Classic: computing StandardScaler mean/std on the full dataset before splitting, then fitting on train. Detection: final CV score dramatically higher than a simple baseline, or feature importances showing an unexpected feature at the top. Fix: put all preprocessing inside a Pipeline so fit() only sees train folds.

Q4. Why is t-SNE bad for preserving global structure? When is UMAP better?

t-SNE optimises KL divergence of local Gaussian distributions, intentionally ignoring long-range distances. This means cluster positions relative to each other are meaningless. UMAP preserves more global topology because its cost function combines both local (attractive) and global (repulsive) terms, and it models manifold structure with fuzzy simplicial sets. Use UMAP when you need interpretable cluster relationships or need to re-use the embedding on new data (UMAP supports transform(), t-SNE does not).
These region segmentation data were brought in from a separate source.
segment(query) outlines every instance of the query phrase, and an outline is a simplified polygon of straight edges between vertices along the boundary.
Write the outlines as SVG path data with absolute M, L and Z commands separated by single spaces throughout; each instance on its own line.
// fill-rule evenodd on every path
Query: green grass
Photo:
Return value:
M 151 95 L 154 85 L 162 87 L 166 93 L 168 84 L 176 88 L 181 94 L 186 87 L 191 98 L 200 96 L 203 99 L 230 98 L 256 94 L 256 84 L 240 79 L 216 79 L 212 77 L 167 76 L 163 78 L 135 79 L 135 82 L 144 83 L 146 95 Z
Q5. What is nested cross-validation and why is it necessary?

Standard k-fold CV with grid search optimistically biases the reported metric because validation folds influenced hyperparameter choice. Nested CV has an outer loop that estimates generalisation error and an inner loop that selects hyperparameters independently for each outer fold. The outer CV score is an unbiased estimate. Cost: k_out × k_in × |grid| model fits.
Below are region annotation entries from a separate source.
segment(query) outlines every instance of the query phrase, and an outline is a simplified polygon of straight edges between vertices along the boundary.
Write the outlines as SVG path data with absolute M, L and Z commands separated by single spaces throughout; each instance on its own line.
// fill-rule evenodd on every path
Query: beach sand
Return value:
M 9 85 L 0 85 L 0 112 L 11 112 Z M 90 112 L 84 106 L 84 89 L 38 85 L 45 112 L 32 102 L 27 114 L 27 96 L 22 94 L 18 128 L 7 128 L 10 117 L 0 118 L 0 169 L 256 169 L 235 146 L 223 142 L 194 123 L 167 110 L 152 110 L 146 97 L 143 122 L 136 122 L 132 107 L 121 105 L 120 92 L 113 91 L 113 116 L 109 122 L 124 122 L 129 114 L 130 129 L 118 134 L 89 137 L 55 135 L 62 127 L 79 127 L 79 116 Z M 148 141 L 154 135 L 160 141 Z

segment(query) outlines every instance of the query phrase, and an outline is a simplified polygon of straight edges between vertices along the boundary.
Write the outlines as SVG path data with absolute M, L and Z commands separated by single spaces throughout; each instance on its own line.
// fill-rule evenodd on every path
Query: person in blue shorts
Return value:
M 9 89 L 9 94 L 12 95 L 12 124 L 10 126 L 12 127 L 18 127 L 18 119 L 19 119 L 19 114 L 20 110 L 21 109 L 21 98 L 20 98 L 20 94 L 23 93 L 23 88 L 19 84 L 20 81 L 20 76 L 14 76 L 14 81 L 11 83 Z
Q6. K-means converges but not necessarily to the global optimum — why, and how do you mitigate it?

K-means is a coordinate descent on a non-convex WCSS objective — it monotonically decreases WCSS each iteration but can get trapped in local minima depending on initialization. Mitigation: (1) k-means++ initialization spreads centroids, reducing bad local minima dramatically; (2) run n_init=10 random restarts and keep the best WCSS; (3) use GMM/EM or hierarchical clustering as a sanity check.

Q7. What is the Brier score and how does it decompose?

Brier = mean((p̂_i - y_i)²). It decomposes as Reliability (calibration error) - Resolution (how variable predictions are above mean prevalence) + Uncertainty (irreducible noise). A model with high resolution but poor reliability can have good Brier score after calibration. Use it when downstream decisions require calibrated probabilities (not just ranking).